Bdd as the next Faker? Not so fast

CJ Entus’ savior has taken the stage.

Gwak “Bdd” Bo-seong has spent a year in the CJ Entus gaming house scrimming and training with the team. His performance drew plenty of attention, earning him comparisons to Lee “Faker” Sang-hyeok and hype built for the young “super-rookie.” After turning 17 on March 1, he took over Kim “Sky” Ha-neul’s station in mid lane the next day. CJ went on a four series winning streak, defeating Kongdoo Monster, SBENU Sonicboom, Samsung, and Longzhu Gaming.
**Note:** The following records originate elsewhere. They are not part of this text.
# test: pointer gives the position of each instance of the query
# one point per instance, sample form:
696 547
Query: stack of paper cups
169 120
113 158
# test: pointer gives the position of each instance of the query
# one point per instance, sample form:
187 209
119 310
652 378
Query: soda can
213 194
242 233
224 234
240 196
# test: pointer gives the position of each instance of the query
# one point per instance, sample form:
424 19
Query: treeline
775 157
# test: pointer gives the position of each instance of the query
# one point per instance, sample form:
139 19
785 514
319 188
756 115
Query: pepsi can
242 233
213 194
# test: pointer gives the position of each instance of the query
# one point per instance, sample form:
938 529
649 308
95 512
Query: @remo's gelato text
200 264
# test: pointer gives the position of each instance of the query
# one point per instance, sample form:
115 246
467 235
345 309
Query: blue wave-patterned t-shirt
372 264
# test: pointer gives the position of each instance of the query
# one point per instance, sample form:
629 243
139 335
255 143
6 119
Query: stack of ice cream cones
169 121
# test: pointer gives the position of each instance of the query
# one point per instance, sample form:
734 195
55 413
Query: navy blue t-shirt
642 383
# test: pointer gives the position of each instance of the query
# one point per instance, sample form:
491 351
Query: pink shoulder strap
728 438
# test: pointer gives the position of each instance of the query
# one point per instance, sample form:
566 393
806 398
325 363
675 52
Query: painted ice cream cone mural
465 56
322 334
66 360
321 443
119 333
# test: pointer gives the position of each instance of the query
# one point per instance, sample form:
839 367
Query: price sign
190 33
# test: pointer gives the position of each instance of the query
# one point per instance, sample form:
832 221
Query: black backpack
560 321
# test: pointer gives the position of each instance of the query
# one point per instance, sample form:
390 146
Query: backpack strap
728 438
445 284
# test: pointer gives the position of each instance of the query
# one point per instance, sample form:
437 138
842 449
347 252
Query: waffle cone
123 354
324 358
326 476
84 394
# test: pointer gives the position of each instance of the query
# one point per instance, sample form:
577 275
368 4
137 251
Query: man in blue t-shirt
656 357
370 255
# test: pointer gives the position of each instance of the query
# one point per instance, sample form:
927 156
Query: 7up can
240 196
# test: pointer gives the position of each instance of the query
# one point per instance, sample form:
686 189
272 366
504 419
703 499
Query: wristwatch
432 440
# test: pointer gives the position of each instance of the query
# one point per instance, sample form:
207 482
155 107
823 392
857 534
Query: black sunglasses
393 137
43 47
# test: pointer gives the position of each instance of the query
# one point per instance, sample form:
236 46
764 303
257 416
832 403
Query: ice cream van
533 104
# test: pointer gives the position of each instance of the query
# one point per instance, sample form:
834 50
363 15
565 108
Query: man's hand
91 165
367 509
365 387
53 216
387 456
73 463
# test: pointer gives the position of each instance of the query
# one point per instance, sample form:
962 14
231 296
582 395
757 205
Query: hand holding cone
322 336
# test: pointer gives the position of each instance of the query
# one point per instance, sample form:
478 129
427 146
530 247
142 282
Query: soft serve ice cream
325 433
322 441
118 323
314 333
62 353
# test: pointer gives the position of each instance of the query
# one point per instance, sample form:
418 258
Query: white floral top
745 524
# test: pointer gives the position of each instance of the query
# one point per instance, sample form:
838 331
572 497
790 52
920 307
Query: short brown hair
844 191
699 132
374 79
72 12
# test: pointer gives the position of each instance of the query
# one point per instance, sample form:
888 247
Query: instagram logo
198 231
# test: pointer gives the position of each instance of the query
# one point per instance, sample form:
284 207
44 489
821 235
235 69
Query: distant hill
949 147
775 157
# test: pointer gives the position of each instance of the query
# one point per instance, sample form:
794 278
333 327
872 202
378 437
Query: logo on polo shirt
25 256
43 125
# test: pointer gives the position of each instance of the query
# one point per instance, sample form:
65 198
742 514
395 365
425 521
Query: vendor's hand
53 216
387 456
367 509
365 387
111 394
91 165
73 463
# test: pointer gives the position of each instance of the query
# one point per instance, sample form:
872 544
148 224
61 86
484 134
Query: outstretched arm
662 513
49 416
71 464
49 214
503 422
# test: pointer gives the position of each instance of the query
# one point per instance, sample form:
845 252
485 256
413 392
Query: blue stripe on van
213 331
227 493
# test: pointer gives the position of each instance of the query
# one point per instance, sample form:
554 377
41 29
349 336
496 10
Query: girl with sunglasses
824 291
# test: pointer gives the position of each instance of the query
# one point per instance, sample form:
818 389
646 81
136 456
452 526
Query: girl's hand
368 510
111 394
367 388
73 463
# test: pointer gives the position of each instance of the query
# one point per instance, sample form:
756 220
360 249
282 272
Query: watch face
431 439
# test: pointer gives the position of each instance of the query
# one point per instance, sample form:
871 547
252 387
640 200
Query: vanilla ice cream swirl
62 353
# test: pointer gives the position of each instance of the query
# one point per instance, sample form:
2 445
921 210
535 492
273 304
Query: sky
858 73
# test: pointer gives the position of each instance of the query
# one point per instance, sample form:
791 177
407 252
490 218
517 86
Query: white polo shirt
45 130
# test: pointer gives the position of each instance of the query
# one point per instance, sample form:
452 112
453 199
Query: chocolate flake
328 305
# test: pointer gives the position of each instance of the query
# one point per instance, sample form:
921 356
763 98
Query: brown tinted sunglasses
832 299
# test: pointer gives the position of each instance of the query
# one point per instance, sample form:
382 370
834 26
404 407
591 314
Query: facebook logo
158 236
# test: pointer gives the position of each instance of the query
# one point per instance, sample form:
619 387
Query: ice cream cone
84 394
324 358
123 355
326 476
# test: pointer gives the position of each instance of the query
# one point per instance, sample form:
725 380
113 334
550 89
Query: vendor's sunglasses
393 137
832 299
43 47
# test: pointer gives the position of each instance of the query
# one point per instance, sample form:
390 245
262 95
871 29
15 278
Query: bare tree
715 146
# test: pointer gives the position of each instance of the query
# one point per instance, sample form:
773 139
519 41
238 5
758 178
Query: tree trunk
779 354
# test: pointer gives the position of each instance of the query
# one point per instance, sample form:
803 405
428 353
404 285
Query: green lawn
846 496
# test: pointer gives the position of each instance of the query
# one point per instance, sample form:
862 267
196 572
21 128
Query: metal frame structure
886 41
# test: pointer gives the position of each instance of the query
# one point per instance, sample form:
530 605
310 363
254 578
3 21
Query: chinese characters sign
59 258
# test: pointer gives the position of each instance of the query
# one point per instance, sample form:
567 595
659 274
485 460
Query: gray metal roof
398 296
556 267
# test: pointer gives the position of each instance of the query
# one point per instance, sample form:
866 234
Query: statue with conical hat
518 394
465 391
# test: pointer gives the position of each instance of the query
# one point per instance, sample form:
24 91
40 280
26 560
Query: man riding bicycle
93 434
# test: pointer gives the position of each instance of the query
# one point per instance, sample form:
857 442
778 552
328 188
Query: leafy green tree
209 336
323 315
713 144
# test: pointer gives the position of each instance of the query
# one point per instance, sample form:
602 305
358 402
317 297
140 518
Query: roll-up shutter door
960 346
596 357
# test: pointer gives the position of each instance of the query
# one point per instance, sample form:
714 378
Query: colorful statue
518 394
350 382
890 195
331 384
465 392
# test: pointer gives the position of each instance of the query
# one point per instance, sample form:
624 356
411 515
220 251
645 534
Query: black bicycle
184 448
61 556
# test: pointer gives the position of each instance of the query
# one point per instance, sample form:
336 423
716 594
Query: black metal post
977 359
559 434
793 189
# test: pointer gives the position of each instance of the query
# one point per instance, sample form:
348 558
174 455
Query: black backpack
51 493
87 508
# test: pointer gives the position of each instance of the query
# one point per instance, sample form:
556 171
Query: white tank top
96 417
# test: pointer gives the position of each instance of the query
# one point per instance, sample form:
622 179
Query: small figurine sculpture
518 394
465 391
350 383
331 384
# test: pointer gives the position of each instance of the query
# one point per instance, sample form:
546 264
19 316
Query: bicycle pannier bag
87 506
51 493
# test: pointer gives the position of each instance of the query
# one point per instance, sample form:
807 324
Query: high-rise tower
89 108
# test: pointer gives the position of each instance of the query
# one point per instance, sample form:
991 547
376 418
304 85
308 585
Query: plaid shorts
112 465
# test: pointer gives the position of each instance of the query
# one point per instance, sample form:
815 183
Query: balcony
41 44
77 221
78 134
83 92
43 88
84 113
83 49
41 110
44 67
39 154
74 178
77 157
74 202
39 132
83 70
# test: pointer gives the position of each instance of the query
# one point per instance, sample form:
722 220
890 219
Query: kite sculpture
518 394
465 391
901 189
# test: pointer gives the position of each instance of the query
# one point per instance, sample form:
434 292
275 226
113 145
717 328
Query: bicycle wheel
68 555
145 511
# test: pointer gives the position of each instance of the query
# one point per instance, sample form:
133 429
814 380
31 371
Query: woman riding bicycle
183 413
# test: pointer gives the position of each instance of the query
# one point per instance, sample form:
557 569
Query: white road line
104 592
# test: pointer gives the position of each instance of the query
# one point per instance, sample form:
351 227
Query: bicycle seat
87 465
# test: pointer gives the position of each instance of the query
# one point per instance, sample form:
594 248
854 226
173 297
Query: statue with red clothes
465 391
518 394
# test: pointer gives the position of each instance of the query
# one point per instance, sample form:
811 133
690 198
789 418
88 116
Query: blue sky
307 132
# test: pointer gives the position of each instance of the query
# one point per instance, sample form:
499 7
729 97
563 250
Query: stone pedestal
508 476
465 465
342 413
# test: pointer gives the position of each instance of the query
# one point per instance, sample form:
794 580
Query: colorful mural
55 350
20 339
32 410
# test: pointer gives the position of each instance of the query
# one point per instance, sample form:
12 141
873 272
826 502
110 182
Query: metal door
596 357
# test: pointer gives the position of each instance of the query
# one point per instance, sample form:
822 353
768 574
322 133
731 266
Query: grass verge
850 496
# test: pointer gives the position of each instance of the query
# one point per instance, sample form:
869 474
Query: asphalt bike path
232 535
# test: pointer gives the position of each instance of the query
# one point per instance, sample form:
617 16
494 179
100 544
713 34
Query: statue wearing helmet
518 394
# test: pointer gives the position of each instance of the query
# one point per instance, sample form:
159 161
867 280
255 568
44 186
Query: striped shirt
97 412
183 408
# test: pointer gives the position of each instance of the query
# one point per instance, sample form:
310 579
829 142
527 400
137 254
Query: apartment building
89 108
Bdd’s impact for CJ is apparent. Unlike Sky, he creates impact on the map and draws pressure. Bdd is at the center of plays, boasting a kill participation of 85 percent while Sky lags behind at 69 percent. Their damage shares are comparable, as CJ’s established identity is around ADC Ha “KKramer” Jong-hu, but Bdd’s laning is better. Despite farming less creeps per minute, he averages CS leads over his enemy at 10 minutes, while Sky averaged deficits by passively farming.

Bdd is the steady, aggressive mid-laner CJ needed to draw aggro away from Kkramer, but does he stand as the second-coming of Faker?

Comparing the two is troublesome. Bdd is a 17-year-old who has been playing professionally for less than a month. Meanwhile, Faker is the best player of all time with three years of experience. It’s hardly fair to contrast their current statistics.

Looking back on Faker’s debut in 2013 poses its own trials: data from that time isn’t as readily available as it is now, and the metagames are vastly different. It was possible in Season 3 to snowball from an individual’s performance, especially the mid lane. Modern League of Legends, however, is structured around team play. One can note that Faker played seven unique champions in his first seven games, while Bdd has favored Azir heavily, but the distinct contexts render the point moot. Faker was the breakout carry star for his team, while Bdd is adhering to the established philosophy of CJ.

The only certainty is that Bdd’s start lacked the shock of Faker’s. In Faker’s first match, he solo killed Kang “Ambition” Chan-yong, then a reputable mid laner for CJ Entus Blaze, and took over the match while on Nidalee. Bdd played Lulu in his first game against Kongdoo Monster and lost because Kongdoo sieged around Suk “Hipo” Hyun-jun’s advantage. Bdd later redeemed himself with solid Azir play, showing the drive to command the game even if his execution occasionally fell short.

Bdd’s foundation as a player is solid, and perhaps one day he can stand as a rival to Faker. The next weeks will be telling for Bdd: SK Telecom, ROX Tigers, and KT Rolster wait to test Bdd and his limits. If CJ can pull of some wins, it will go far to establish an early legacy for Bdd.

CJ’s rebuilding is coming to an end. Winning spring is a far off dream, but it has already shown it can fight in the middle of the pack with victories over Samsung and Longzhu. Should CJ continue to develop in summer, Bdd’s path can twist to parallel Faker: Faker didn’t win his first championship until his second season. Bdd’s championship might be closer than expected.